Returning to the workplace drives higher well-being but with new expectations

After multiple false starts last year, the return to the office for employees working from home remains in limbo.

At first it looked like it would happen last spring after vaccines for COVID-19 were widely available in the United States. But then came the Delta variant. (Not to mention a lot of people were probably going to hold out until the end of summer regardless.) And then multiple corporate employers said they would push back return dates from post–Labor Day 2021 to January 2022. And then came the Omicron variant, disrupting both the holiday season and any plans to return to office buildings this winter.

While much has been said about employees wanting to remain at home and never go back, there is a large swath of workers who want to get out of their homes and return to general office spaces for various reasons. At many businesses, large and small, office life will probably never look like it did pre-pandemic. But the desire to work from an office is still there.

Improving and maintaining a healthy sense of well-being is linked with a return to activities in real life (not over video calls), and a sense of well-being is higher among employees who have already returned to the workplace, indicating the benefits of working together in person, according to a new report from Lululemon Athletica.

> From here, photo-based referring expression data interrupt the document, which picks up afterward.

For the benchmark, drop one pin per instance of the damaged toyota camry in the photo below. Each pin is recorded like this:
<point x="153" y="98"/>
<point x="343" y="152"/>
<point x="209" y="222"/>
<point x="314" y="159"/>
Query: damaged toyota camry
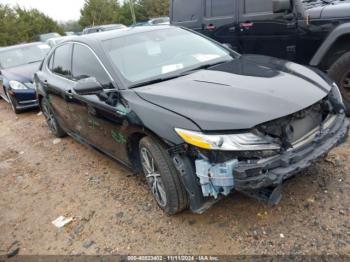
<point x="198" y="119"/>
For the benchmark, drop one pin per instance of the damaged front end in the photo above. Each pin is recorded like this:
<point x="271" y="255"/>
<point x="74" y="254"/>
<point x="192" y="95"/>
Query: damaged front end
<point x="257" y="162"/>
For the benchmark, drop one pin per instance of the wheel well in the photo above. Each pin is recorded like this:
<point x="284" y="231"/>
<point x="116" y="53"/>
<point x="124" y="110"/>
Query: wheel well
<point x="133" y="147"/>
<point x="338" y="48"/>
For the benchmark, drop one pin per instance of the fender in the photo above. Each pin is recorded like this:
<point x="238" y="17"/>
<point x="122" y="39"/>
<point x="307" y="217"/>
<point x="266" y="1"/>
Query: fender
<point x="327" y="44"/>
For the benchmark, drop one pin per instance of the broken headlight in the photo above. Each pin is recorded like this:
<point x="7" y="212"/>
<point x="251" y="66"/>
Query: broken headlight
<point x="227" y="142"/>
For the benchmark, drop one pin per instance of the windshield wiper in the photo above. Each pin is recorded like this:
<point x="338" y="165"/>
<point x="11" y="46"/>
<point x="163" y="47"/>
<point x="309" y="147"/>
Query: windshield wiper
<point x="162" y="79"/>
<point x="205" y="66"/>
<point x="33" y="62"/>
<point x="154" y="81"/>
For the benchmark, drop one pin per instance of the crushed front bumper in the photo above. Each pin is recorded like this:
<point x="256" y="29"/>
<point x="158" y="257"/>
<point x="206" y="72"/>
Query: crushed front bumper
<point x="271" y="172"/>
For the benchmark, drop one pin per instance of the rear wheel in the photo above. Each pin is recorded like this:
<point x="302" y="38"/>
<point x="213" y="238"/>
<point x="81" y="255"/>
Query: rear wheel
<point x="162" y="177"/>
<point x="52" y="123"/>
<point x="340" y="73"/>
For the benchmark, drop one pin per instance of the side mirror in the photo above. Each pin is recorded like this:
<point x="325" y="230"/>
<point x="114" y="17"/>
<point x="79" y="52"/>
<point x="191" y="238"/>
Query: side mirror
<point x="88" y="86"/>
<point x="227" y="45"/>
<point x="280" y="6"/>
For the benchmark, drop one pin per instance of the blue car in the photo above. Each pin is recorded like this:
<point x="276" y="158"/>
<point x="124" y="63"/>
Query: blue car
<point x="17" y="67"/>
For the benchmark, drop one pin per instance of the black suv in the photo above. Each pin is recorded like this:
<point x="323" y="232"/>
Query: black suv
<point x="310" y="32"/>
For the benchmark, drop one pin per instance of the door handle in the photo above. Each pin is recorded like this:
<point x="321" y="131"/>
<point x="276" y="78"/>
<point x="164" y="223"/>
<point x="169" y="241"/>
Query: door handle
<point x="69" y="94"/>
<point x="210" y="27"/>
<point x="247" y="25"/>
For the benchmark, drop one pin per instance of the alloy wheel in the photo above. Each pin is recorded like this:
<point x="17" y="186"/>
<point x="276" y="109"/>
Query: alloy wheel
<point x="153" y="177"/>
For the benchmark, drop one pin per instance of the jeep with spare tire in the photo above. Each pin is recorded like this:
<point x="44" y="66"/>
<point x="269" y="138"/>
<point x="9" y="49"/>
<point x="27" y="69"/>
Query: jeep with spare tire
<point x="309" y="32"/>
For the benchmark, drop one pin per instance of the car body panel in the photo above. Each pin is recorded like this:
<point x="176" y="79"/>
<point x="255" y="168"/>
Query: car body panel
<point x="239" y="94"/>
<point x="26" y="98"/>
<point x="228" y="98"/>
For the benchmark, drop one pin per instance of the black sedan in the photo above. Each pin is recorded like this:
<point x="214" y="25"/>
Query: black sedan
<point x="17" y="67"/>
<point x="197" y="118"/>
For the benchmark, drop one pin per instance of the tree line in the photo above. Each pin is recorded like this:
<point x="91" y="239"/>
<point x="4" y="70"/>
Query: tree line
<point x="19" y="25"/>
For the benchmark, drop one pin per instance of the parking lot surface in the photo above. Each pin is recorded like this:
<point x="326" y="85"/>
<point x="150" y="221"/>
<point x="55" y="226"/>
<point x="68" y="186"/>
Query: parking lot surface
<point x="43" y="178"/>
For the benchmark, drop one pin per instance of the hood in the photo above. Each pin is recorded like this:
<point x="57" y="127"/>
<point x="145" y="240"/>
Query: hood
<point x="23" y="73"/>
<point x="338" y="9"/>
<point x="239" y="94"/>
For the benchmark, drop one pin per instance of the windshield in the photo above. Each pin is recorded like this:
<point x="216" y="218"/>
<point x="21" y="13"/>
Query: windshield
<point x="23" y="55"/>
<point x="162" y="53"/>
<point x="45" y="37"/>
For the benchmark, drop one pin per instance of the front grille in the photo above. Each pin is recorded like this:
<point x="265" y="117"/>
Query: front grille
<point x="292" y="129"/>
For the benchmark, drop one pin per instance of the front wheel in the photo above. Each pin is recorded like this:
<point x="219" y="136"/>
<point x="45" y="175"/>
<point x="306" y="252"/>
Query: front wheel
<point x="162" y="177"/>
<point x="340" y="73"/>
<point x="52" y="123"/>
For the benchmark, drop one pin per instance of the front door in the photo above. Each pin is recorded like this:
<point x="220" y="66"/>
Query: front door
<point x="58" y="82"/>
<point x="95" y="117"/>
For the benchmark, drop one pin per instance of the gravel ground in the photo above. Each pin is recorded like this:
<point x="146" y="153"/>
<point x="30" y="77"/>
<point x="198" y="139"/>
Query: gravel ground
<point x="113" y="212"/>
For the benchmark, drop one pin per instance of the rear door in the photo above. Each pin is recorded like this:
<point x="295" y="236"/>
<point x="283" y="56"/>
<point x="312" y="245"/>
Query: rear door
<point x="187" y="13"/>
<point x="58" y="81"/>
<point x="263" y="32"/>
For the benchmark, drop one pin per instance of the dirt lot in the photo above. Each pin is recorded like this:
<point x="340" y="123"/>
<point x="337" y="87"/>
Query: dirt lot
<point x="114" y="213"/>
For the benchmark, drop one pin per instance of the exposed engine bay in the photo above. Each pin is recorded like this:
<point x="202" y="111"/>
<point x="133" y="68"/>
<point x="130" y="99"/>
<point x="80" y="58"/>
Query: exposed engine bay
<point x="303" y="137"/>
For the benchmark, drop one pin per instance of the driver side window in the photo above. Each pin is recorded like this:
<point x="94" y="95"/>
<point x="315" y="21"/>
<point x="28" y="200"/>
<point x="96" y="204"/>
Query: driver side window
<point x="85" y="65"/>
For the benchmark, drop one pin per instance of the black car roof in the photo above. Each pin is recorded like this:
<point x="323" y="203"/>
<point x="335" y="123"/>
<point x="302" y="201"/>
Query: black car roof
<point x="7" y="48"/>
<point x="102" y="36"/>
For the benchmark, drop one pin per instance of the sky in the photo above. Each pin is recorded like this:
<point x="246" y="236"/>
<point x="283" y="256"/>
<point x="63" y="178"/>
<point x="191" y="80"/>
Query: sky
<point x="59" y="10"/>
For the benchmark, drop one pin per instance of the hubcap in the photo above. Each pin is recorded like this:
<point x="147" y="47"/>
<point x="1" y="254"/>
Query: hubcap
<point x="345" y="86"/>
<point x="153" y="177"/>
<point x="50" y="119"/>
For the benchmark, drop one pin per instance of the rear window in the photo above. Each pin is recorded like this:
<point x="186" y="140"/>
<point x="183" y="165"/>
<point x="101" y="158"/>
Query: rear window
<point x="257" y="6"/>
<point x="186" y="11"/>
<point x="219" y="8"/>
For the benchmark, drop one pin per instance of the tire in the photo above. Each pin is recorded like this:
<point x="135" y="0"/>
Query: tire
<point x="52" y="123"/>
<point x="14" y="105"/>
<point x="164" y="176"/>
<point x="340" y="73"/>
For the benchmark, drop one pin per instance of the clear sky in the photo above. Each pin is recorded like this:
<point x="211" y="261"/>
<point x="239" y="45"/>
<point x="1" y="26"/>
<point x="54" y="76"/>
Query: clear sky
<point x="60" y="10"/>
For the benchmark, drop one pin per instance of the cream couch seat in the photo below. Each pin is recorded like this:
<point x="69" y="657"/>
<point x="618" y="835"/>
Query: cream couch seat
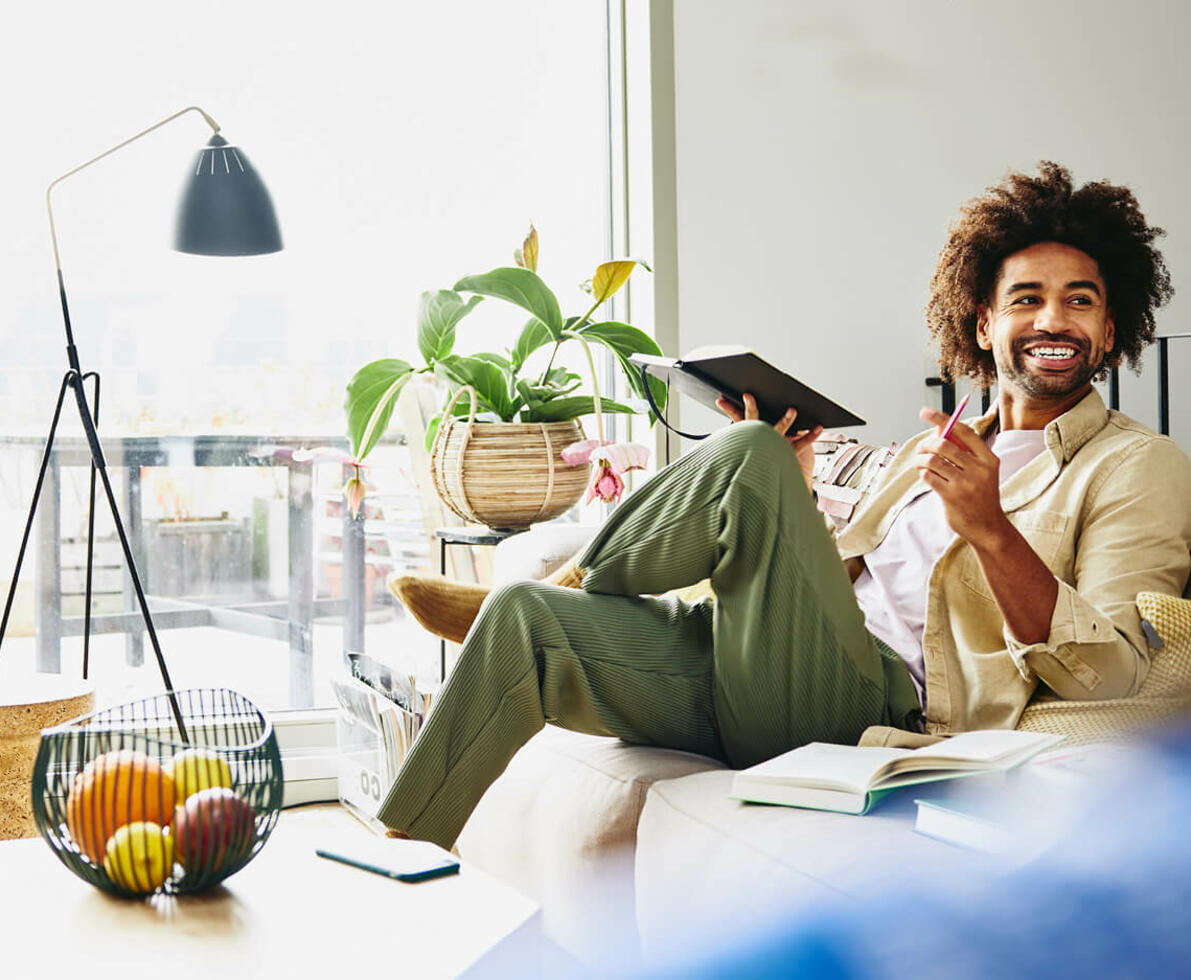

The findings are included in Lululemon’s second annual Global Wellbeing Report, which assessed the global state of holistic well-being across three dimensions: mentally, socially, and physically. Research for the 2021 report was fielded between Oct. 13 and Nov. 15, 2021, and included responses from 10,000 general population adults globally (1,000 within each of 10 markets: the United States, the United Kingdom, Canada, France, Germany, Australia, Singapore, South Korea, China, and Japan).

Greater well-being is driven by an increased focus on mental health and better coping strategies.
Courtesy of Lululemon

Last year, Lululemon’s inaugural report covering 2020 was, predictably, bleak, revealing only a fraction of workers who said their employers were supporting their well-being during the pandemic.

But in 2021, it looks as if we had nowhere to go but up. (After 2020, the bar was low.) Overall, Lululemon found well-being edged upward over the course of the year, driven by gains in mental health as people have developed better coping strategies throughout the pandemic. One-third of Americans reported strong well-being across all three dimensions, higher than the global results.

But we still have a long way to go. Almost nine in 10 employees who pivoted to working from home had negative experiences while doing so, including increased workloads, being less physically active while working, a lack of socialization while working with colleagues, and the blurred (or obliterated) lines in work/life balance.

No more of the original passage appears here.